Effect of the membrane quality on gas permeation and chemical vapor deposition modification of MFI-type zeolite membranes

Chemical vapor deposition (CVD) with methyldiethoxysilane (MDES) for MFI zeolitic pore size reduction is an effective way to improve the H ₂/CO₂ separation factor of zeolite membranes. However, only good membranes with few intercrystalline defects are able to show considerable improvement in H₂/CO₂ separation factor through CVD modification. It is unreliable to evaluate the membrane quality on the basis of the H₂/SF₆ or N₂/SF₆ ideal separation factor because the SF₆ adsorption-induced crystal swelling causes shrinkage of the intercrystalline defects in the MFI zeolite membranes.

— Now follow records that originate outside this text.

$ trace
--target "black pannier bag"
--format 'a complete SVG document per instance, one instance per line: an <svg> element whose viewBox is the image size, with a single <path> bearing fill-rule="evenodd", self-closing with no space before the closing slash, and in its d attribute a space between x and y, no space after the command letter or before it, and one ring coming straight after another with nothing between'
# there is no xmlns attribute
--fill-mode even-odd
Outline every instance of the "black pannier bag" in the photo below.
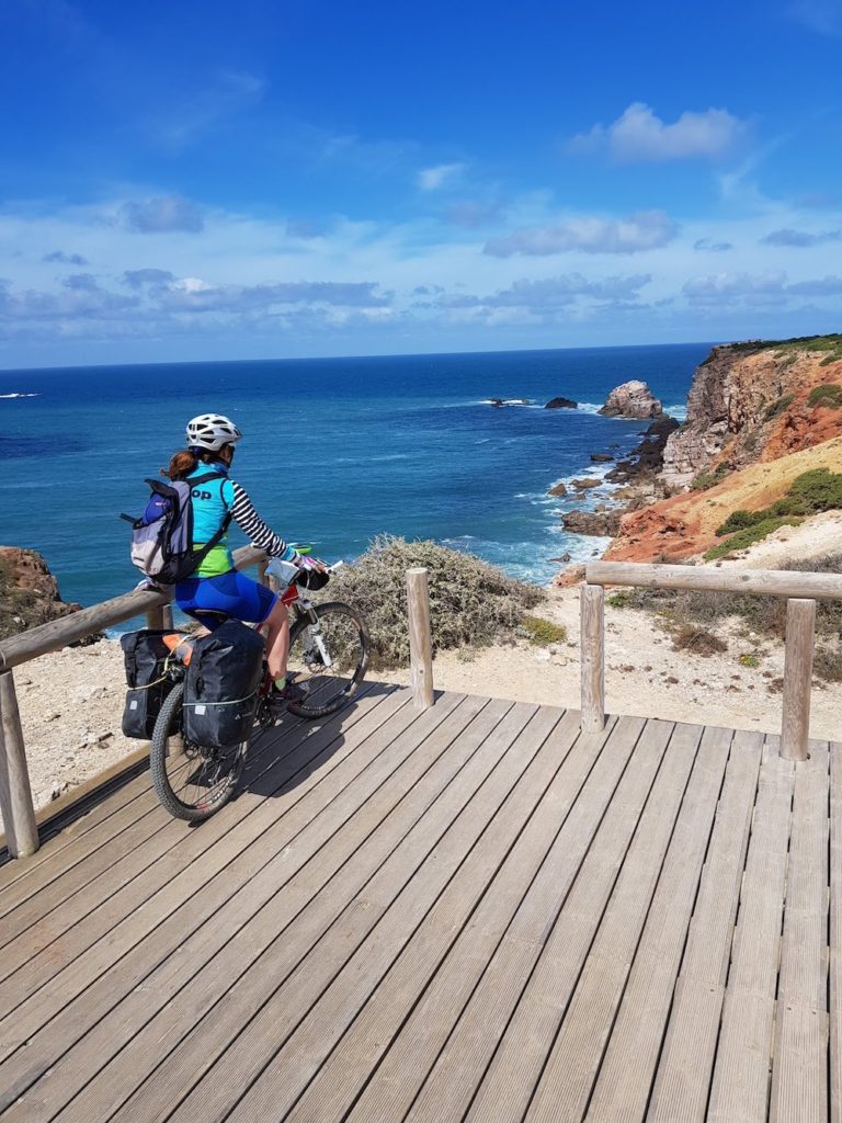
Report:
<svg viewBox="0 0 842 1123"><path fill-rule="evenodd" d="M263 636L227 620L195 641L184 681L184 736L208 749L245 741L263 674Z"/></svg>
<svg viewBox="0 0 842 1123"><path fill-rule="evenodd" d="M126 660L126 709L122 712L122 732L148 741L170 691L172 678L166 675L170 649L164 643L165 631L145 629L120 637Z"/></svg>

In this study, the quality of MFI zeolite membranes was evaluated on the basis of their performance in separating equimolar H₂/CO ₂ mixture gas at room temperature. High-quality membranes are more selective to CO₂ molecules rather than H₂ at room temperature due to the adsorption of CO₂ into the zeolitic pores and blocking of the pore channels for H₂ diffusion. The effectiveness of the quality evaluation method was confirmed by on-stream CVD modification of MFI zeolite membranes with different initial H₂/CO₂ separation factors/ideal separation factors at room temperature. Experimental results showed that only those membranes with low H₂/CO₂ separation factor at room temperature (good membranes) showed improvement in H₂/CO₂ separation factor through CVD modification. For the CVD modified zeolite membrane with good initial quality, the permeance of H₂ is lower than that of He with an activated diffusion behavior for small gas molecules in the modified zeolitic pores.